The MACD also has a signal line most commonly a 9 day exponential moving average, the red line, to highlight buy and sell opportunities in the forex market when the MACD crosses the signal line.

The histogram, the black lines, are calculated by subtracting the MACD from the signal line.

There are several ways to find Long and Short opportunities in the forex chart. The first being the crossover. When the MACD crosses above the signal line a Long/Buy signal is triggered on the forex symbol and when the MACD crosses below the signal line a Sell/Short signal is triggered.

The next method of using the MACD is to gauge whether the forex symbol is overbought/oversold.
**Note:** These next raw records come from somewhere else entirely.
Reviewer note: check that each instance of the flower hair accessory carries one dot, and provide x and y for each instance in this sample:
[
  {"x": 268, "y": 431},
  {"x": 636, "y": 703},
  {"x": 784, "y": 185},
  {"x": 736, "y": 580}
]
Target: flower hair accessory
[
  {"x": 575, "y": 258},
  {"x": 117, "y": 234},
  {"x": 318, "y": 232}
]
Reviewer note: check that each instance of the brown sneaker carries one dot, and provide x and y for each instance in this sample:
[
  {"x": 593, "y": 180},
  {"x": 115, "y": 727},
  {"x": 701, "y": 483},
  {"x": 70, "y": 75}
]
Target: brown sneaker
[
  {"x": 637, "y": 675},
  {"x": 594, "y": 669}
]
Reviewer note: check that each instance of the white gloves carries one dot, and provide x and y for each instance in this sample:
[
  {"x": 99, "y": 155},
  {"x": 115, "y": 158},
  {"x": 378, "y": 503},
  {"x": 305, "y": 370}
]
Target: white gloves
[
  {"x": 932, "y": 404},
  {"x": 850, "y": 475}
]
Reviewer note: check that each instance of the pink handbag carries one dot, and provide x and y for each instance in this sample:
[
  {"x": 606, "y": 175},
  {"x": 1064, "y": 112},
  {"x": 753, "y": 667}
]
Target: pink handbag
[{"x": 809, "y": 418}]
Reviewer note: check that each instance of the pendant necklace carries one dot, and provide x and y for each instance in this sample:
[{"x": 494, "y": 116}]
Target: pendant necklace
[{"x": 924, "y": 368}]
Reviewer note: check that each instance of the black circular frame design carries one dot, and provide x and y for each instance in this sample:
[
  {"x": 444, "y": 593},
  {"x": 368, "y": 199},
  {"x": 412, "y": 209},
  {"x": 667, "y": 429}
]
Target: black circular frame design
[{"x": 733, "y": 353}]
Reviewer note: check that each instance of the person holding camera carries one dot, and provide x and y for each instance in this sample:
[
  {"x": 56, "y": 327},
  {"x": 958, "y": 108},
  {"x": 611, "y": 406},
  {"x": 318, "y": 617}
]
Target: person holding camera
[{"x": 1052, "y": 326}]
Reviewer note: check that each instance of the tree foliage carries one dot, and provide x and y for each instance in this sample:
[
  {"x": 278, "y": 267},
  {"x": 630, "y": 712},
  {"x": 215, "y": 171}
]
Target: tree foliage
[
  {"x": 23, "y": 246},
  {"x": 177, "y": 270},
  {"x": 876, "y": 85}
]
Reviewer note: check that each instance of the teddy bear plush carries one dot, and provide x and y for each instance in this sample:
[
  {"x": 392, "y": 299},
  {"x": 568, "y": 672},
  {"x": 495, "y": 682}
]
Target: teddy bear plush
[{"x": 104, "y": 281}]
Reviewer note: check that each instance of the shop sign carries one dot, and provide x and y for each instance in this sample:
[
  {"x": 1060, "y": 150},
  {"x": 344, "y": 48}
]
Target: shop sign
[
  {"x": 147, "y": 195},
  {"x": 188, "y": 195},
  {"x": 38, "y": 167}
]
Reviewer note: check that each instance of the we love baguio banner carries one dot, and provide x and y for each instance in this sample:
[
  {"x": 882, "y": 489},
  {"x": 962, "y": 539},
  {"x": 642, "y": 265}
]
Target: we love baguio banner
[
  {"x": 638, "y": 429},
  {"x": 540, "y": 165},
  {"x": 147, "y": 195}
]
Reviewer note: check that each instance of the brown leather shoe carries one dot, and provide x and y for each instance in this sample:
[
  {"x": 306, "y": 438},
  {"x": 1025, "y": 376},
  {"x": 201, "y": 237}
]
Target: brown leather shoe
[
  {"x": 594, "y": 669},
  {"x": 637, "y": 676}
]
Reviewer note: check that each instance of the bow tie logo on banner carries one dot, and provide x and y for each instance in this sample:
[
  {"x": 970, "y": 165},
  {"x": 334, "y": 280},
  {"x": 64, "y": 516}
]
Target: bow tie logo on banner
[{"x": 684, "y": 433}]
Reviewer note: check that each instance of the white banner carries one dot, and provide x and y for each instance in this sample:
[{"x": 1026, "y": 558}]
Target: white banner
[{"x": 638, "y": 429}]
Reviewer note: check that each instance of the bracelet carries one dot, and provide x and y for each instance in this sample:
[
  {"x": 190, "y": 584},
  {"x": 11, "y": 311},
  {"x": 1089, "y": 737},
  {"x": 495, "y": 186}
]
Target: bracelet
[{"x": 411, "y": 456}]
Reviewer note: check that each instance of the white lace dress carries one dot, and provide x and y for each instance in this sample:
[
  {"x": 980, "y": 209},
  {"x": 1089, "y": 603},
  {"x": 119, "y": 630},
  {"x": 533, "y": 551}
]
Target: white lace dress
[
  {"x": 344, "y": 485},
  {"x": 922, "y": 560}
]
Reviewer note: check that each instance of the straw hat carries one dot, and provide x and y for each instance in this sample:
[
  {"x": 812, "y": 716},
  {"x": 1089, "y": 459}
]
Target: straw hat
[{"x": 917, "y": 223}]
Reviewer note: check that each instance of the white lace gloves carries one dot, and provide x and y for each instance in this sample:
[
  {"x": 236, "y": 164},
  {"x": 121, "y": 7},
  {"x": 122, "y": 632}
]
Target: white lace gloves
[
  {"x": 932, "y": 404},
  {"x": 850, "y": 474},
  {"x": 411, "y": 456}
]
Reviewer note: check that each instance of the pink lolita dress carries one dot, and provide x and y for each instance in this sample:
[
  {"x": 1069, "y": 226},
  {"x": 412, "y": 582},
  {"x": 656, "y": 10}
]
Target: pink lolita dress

When the MACD is in the top of the chart and above the signal line the symbol is considered overbought and due for a down turn alternatively when the MACD is at the bottom of the chart and below the signal line the forex symbol is considered oversold and due for an upswing. This will be indicated by a high(overbought) or low(oversold) histogram

forex divergance

The last method of using the MACD is to see divergence in the price. The forex symbol is considered bearish when the MACD is making a downward trend and the price is not. The forex symbol is considered bullish when the MACD is on a upward trend and the price is not.